The regression model based on the cancer count is not appropriate since the information on the total number of cyclists can not be used. Simply include the Total in the regression model to improve the model performance. See the following output of the fitted Poisson regression model.
model.freq.pop <- glm(QueensboroBridge ~ Day + grp.highTemp + Total, family = poisson(link = "log"),
data = Week9Data)
##
pois.count.coef.pop = summary(model.freq.pop)$coef
kable(pois.count.coef.pop, caption = "The Poisson regression model for
the counts of Queensboro Bridge Cyclists versus the weekday,
total cyclists, and temperature group")
| Estimate | Std.

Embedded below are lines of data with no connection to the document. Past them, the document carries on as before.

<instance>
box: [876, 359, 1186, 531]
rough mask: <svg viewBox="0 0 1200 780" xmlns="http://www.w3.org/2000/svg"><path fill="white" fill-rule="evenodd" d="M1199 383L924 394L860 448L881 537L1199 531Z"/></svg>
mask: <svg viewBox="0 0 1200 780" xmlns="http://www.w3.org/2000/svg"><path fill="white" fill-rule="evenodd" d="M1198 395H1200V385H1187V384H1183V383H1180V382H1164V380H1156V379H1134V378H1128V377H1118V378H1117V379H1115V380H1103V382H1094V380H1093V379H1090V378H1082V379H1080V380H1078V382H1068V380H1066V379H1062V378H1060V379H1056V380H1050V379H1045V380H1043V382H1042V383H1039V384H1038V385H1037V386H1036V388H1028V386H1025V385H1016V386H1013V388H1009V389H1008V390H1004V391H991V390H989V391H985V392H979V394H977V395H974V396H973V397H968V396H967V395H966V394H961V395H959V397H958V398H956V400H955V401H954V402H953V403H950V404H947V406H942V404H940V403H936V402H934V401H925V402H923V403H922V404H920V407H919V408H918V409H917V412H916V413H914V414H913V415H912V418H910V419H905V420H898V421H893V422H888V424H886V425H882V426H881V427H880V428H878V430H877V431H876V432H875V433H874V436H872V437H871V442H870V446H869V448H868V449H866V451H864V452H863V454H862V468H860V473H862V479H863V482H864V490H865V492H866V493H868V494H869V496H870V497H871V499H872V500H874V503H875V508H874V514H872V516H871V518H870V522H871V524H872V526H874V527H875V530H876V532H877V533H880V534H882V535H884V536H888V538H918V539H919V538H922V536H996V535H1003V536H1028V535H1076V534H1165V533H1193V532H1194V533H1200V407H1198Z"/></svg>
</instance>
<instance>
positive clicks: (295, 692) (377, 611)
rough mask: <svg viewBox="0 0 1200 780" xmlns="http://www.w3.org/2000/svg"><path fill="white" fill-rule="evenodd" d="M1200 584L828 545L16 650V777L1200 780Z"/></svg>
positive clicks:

Error | z value | Pr(>|z|) | |
|---|---|---|---|---|
| (Intercept) | 7.4532089 | 0.0165792 | 449.5511188 | 0.0000000 |
| DayMonday | -0.0388068 | 0.0108008 | -3.5929637 | 0.0003269 |
| DaySaturday | -0.0045603 | 0.0110113 | -0.4141456 | 0.6787675 |
| DaySunday | -0.0459664 | 0.0112871 | -4.0724823 | 0.0000465 |
| DayThursday | 0.0275690 | 0.0116011 | 2.3764129 | 0.0174819 |
| DayTuesday | -0.0136387 | 0.0115410 | -1.1817588 | 0.2373014 |
| DayWednesday | -0.0188565 | 0.0117243 | -1.6083275 | 0.1077635 |
| grp.highTemp78.1-84.0 | 0.0060722 | 0.0088252 | 0.6880490 | 0.4914219 |
| grp.highTemp84.9-87.1 | 0.0356574 | 0.0081311 | 4.3853115 | 0.0000116 |
| grp.highTemp88.0-93.0 | 0.0249607 | 0.0082450 | 3.0273762 | 0.0024669 |
| Total | 0.0000500 | 0.0000008 | 62.7806550 | 0.0000000 |
The cyclists rate on Friday is significantly higher than on the other weekdays It seems that there is no significant difference between Saturday, Tuesday, and Wednesday. The reason why Friday has a higher cyclists rate needs further investigation with additional information.

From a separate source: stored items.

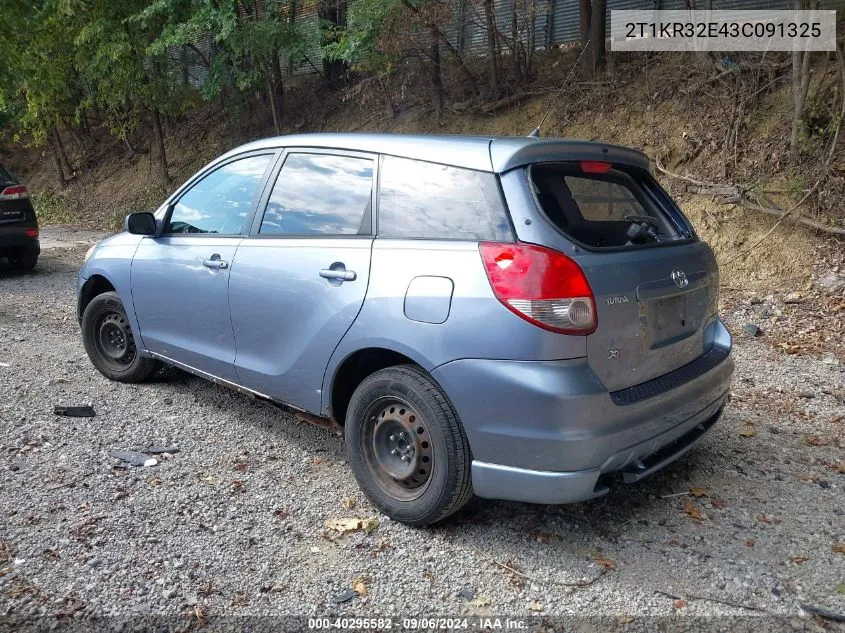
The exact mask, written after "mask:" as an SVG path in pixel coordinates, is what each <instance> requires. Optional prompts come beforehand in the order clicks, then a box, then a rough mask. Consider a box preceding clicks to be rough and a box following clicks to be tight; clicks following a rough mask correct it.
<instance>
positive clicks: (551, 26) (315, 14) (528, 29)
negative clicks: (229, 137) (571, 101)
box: [168, 0, 845, 88]
mask: <svg viewBox="0 0 845 633" xmlns="http://www.w3.org/2000/svg"><path fill="white" fill-rule="evenodd" d="M711 1H712V7H711V8H713V9H758V10H760V9H763V10H765V9H773V10H774V9H792V8H793V7H794V0H711ZM319 2H320V0H302V1H301V2H297V4H296V11H295V14H296V17H295V21H296V24H297V25H298V26H299V28H300V29H301V33H302V34H303V36H304V37H305V38H306V43H307V47H306V48H307V55H306V57H305V58H304V59H298V60H287V59H283V60H282V62H283V64H282V67H283V69H285V72H287V73H293V74H308V73H314V72H317V71H318V70H319V71H322V49H321V47H322V43H321V41H320V19H319V13H318V9H319ZM705 2H706V0H607V34H608V36H609V34H610V12H611V11H612V10H614V9H616V10H621V9H687V8H699V9H703V8H704V6H705ZM820 4H821V8H823V9H838V10H842V9H845V0H822V1H821V3H820ZM450 5H451V7H452V22H451V24H450V25H449V26H448V27H447V28H446V29H445V31H446V36H447V38H448V39H449V41H450V42H451V44H452V45H453V46H454V47H455V48H456V49H457V50H458V51H460V52H461V53H462V54H464V55H468V56H470V57H472V56H476V57H483V56H484V55H485V54H486V51H487V25H486V20H485V15H484V7H483V3H482V2H481V1H480V0H452V1H451V2H450ZM493 9H494V18H495V21H496V26H497V29H498V32H499V34H500V35H499V37H500V46H501V49H502V51H503V52H504V53H506V54H508V53H510V51H511V49H512V47H513V29H512V25H513V22H514V16H515V17H516V27H517V28H516V35H517V38H516V39H517V41H519V42H521V44H522V46H523V47H525V48H528V47H529V46H530V39H531V38H532V37H533V39H534V42H533V44H534V48H535V49H540V50H542V49H548V48H550V47H553V46H559V45H562V44H569V43H572V42H577V41H578V40H579V39H580V33H579V30H580V28H579V11H580V3H579V0H493ZM514 9H515V10H514ZM261 10H262V12H263V4H262V6H261ZM532 22H533V24H534V32H533V34H532V33H531V29H530V28H529V26H530V24H531V23H532ZM195 47H196V50H194V48H192V47H187V46H185V47H173V48H172V49H169V50H168V53H169V55H170V57H171V60H172V61H173V67H174V68H179V69H181V76H180V79H178V80H181V81H183V82H184V83H190V84H191V85H193V86H196V87H197V88H199V87H200V86H202V84H203V82H204V81H205V79H206V77H207V75H208V71H207V69H206V66H205V64H204V60H210V59H212V57H213V55H214V45H213V42H212V39H211V37H205V38H203V39H202V40H200V41H199V42H197V43H196V45H195ZM174 79H176V74H175V73H174Z"/></svg>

There is an uncertain relationship between highTemp and the Queensboro Cyclist rate. The cyclist rate undulates as temperature increases, reaching peaks in the 69-77 range and the 85-87 range.
The last statistical observation is that there is no interaction effect between the highTemp groups and the days of the week. The rate curves are “parallel”.
This is only a small data set with limited information. All conclusions in this report are only based on the given data set.